Asian stocks pressured by North Korea tensions, German election- Nikkei Asian Review

HONG KONG (Nikkei Markets) — Asian equity markets broadly declined on Monday on lingering tensions over North Korea and concern that weekend election results in Germany may add to political uncertainty in the euro zone.

Hong Kong shares led the losses in the region. The Hang Seng Index slid 1% to 27,590.07 by midday, poised for its steepest single-day loss since Aug. 18. Forty-six of its 50 constituents edged lower. Elsewhere, the Shanghai Composite Index fell 0.4%, South Korea’s Kospi fell 0.4%, Taiwan’s main equity gauge gave up 0.9%, and benchmark stock indexes in India and the Philippines each retreated 0.8%. The Nikkei Asia300 Index of regional equities outside Japan declined 0.6%.

Sentiment toward assets considered to be risky remained weak after North Korean Foreign Minister Ri Yong Ho warned over the weekend that targeting the U.S. mainland with the nation’s missiles was inevitable, continuing a war of words between leaders of the two nations. Investors were also cautious as Sunday’s elections in Germany were poised to result in a bigger-than-expected success for a far-right opposition party.
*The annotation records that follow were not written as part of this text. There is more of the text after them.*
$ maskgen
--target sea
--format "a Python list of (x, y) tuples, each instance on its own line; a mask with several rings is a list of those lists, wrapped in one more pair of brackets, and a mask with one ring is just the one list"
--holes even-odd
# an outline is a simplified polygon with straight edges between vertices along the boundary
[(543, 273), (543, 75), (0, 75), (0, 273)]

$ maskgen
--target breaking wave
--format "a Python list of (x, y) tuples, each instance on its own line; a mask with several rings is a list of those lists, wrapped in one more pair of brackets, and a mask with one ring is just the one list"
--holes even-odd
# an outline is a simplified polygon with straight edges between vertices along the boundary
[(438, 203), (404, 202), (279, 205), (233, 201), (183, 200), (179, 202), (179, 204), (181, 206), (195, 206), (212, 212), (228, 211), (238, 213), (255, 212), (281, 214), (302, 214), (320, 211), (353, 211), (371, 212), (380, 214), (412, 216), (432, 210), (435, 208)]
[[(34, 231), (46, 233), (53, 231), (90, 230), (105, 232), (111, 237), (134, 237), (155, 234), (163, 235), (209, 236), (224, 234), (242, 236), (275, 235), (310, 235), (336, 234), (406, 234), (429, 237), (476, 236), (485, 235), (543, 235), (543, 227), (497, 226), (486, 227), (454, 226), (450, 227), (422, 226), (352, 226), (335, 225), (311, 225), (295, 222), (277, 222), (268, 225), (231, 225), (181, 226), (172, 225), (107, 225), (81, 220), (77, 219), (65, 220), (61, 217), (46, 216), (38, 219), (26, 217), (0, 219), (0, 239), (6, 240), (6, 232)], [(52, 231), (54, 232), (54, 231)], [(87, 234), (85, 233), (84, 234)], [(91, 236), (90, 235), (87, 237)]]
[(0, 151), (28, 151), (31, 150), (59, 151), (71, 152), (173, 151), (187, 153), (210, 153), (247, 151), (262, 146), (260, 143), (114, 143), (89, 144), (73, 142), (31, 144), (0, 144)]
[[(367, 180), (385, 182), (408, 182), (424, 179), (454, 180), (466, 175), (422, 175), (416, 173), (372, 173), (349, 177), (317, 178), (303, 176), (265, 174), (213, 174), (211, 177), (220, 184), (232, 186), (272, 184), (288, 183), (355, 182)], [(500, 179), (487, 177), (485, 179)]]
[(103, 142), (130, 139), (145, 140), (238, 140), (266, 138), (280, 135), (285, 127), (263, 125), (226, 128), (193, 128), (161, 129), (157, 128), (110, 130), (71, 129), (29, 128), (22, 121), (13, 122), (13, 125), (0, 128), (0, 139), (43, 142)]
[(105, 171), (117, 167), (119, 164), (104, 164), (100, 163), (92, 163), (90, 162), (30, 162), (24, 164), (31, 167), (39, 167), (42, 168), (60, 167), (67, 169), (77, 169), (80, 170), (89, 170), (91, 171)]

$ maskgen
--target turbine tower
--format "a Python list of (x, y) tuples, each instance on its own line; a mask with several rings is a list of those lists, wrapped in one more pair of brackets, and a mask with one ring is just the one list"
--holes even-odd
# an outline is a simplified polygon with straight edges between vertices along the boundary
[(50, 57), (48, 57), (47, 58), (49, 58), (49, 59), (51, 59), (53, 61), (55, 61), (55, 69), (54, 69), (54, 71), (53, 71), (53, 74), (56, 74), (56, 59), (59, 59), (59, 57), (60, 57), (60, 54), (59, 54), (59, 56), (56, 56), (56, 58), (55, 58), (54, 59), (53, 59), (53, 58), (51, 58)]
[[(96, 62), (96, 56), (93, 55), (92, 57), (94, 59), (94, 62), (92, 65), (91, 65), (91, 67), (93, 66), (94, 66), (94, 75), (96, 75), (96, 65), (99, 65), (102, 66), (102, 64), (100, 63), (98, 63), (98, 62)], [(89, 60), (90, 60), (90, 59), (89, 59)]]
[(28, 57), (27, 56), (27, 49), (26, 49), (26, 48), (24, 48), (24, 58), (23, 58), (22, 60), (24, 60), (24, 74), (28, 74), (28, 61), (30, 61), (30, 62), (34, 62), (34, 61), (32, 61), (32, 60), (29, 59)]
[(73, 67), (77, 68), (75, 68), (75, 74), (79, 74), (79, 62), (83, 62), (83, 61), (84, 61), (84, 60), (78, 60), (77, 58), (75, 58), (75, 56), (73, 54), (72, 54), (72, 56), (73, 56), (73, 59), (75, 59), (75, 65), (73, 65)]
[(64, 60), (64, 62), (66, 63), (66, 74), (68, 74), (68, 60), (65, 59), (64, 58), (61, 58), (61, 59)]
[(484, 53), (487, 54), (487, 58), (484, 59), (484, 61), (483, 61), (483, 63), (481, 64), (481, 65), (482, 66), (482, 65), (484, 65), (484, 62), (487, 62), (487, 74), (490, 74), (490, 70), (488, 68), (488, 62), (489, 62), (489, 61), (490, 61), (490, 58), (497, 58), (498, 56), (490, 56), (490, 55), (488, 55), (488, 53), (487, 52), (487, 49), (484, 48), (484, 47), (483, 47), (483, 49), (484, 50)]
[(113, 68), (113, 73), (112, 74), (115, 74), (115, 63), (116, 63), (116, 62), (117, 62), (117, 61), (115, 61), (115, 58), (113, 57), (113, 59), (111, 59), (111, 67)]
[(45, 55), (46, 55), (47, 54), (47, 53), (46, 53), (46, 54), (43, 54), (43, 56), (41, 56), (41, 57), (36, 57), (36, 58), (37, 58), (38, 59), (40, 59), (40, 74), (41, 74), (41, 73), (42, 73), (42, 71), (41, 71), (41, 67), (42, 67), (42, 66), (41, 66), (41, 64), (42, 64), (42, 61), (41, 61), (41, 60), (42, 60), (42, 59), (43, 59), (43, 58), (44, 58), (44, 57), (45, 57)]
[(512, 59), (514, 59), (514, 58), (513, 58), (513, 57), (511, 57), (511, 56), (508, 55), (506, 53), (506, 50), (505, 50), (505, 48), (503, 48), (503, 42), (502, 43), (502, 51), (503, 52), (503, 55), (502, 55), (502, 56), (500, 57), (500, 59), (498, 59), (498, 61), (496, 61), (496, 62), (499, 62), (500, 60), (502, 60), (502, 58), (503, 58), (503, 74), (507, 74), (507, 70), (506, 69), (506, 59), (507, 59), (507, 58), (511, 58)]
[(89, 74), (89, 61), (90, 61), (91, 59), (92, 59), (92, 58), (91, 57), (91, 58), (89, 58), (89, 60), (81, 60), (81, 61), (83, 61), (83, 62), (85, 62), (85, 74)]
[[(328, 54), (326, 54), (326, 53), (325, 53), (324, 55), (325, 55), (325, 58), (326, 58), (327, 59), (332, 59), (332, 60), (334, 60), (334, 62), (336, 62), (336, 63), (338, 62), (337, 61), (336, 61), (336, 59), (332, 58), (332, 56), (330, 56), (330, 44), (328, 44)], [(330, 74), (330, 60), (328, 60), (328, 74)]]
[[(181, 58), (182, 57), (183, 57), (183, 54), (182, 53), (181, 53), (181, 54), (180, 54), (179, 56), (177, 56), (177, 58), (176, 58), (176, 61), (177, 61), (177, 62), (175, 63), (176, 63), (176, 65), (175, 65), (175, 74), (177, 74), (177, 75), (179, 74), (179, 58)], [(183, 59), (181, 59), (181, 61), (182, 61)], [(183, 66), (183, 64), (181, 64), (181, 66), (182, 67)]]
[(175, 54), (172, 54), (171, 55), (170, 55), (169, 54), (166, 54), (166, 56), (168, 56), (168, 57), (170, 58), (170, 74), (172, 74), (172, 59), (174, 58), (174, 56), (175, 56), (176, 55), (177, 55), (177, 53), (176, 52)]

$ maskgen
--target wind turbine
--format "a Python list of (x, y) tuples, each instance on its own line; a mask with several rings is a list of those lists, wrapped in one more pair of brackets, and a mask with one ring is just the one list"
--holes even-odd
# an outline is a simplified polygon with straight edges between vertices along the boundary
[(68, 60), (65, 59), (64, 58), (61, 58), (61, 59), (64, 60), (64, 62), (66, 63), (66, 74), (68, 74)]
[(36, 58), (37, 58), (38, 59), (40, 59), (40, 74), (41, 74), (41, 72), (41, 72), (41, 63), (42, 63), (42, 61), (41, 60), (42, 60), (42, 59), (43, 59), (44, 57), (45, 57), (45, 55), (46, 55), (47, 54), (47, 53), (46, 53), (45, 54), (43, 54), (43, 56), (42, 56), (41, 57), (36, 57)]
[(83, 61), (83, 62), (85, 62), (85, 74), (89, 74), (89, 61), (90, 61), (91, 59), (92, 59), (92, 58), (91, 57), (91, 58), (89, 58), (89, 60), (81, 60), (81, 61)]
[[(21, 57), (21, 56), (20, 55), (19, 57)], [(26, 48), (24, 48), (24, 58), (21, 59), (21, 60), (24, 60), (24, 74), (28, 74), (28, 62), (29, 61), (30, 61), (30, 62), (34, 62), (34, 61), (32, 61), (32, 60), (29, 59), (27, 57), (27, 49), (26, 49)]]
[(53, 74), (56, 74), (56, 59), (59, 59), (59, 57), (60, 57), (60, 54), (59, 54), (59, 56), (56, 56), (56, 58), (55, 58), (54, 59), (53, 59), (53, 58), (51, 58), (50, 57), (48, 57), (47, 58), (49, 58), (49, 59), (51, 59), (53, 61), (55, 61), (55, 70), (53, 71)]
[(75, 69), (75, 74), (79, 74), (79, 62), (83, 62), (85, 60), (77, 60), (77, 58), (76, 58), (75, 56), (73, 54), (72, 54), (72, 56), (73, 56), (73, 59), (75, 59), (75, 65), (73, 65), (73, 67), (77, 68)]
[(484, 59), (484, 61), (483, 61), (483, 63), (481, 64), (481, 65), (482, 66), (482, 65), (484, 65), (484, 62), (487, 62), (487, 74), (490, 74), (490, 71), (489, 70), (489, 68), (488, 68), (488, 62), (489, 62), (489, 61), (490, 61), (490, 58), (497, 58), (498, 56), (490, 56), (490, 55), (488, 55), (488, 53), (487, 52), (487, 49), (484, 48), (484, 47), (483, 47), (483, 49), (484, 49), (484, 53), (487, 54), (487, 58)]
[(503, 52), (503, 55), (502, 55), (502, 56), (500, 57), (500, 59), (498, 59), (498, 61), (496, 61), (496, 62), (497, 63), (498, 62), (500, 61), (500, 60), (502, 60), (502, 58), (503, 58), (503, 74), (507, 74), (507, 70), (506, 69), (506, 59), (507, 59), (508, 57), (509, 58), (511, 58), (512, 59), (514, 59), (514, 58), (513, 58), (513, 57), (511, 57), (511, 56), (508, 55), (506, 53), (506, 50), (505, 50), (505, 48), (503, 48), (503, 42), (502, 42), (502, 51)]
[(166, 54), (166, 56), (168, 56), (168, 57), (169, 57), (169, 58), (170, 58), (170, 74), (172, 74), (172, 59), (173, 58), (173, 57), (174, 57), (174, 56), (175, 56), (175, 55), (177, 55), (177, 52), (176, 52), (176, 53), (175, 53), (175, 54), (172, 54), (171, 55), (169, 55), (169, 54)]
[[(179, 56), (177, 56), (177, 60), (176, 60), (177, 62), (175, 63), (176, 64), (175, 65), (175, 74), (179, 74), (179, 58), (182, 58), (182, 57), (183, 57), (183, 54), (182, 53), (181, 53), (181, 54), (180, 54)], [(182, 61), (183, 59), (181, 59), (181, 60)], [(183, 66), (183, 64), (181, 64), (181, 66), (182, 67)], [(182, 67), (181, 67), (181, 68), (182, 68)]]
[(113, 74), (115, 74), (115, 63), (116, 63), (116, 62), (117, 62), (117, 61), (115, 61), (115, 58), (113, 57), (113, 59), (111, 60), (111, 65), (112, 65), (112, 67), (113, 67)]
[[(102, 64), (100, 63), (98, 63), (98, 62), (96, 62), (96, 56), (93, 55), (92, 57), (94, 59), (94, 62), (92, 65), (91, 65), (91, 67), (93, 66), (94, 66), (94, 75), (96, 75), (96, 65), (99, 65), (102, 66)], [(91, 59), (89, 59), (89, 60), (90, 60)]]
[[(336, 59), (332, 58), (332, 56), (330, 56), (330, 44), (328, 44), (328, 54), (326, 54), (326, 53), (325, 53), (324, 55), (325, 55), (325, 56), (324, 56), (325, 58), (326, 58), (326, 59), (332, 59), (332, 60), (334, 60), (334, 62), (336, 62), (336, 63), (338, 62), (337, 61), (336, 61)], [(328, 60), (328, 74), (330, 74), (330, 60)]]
While estimates based on an official vote count showed Chancellor Angela Merkel was heading for a fourth-consecutive term, her win was marred by a sharp fall in support for an alliance led by her party.

“We expect the outcome to have limited impact on financial markets but see it slowing momentum behind efforts to strengthen the Eurozone,” analysts at BlackRock Investment Institute wrote in a report. “The election result also showed euroskeptic sentiments still run high in the bloc.”

KB Financial Group slid 3.3% in Seoul, Hon Hai Precision Industry gave up 2.3% in Taipei and State Bank of India lost 2% in Mumbai, as regional investors shunned equities. In Hong Kong, heavyweight Tencent Holdings lost 1% and stock-market operator Hong Kong Exchanges & Clearing dropped 1.6%.

Andrew Wong, the Hong Kong-based chairman of financial services company Anli Holdings, said that while escalating tensions between North Korea and the U.S. were a negative factor, local equities were also pressured by a “quarterly adjustment” being made by investors before the end of the July-to-September quarter. Mainland Chinese markets will be closed for the eight-day National Day holiday starting Oct. 1.

Chinese property developers tumbled on Monday, sending a gauge of large real-estate companies traded in Hong Kong down 2.4%, after mainland state media reported eight cities, including Xi’an and Chongqing, had imposed tighter restrictions on the housing market over the weekend. The curbs include a ban on home sales within two years of purchases, and follow a surge in home prices over the past year.

China Resources Land slumped 6.1%, China Overseas Land & Investment gave up 6% and China Vanke tumbled 6.7%.

Ping An Insurance Group fell 1.1% after saying it has signed an agreement to invest about 1.6 billion yuan ($242.5 million) for a 10% stake in Japan’s Tsumura, becoming the largest shareholder in the herbal-drug maker.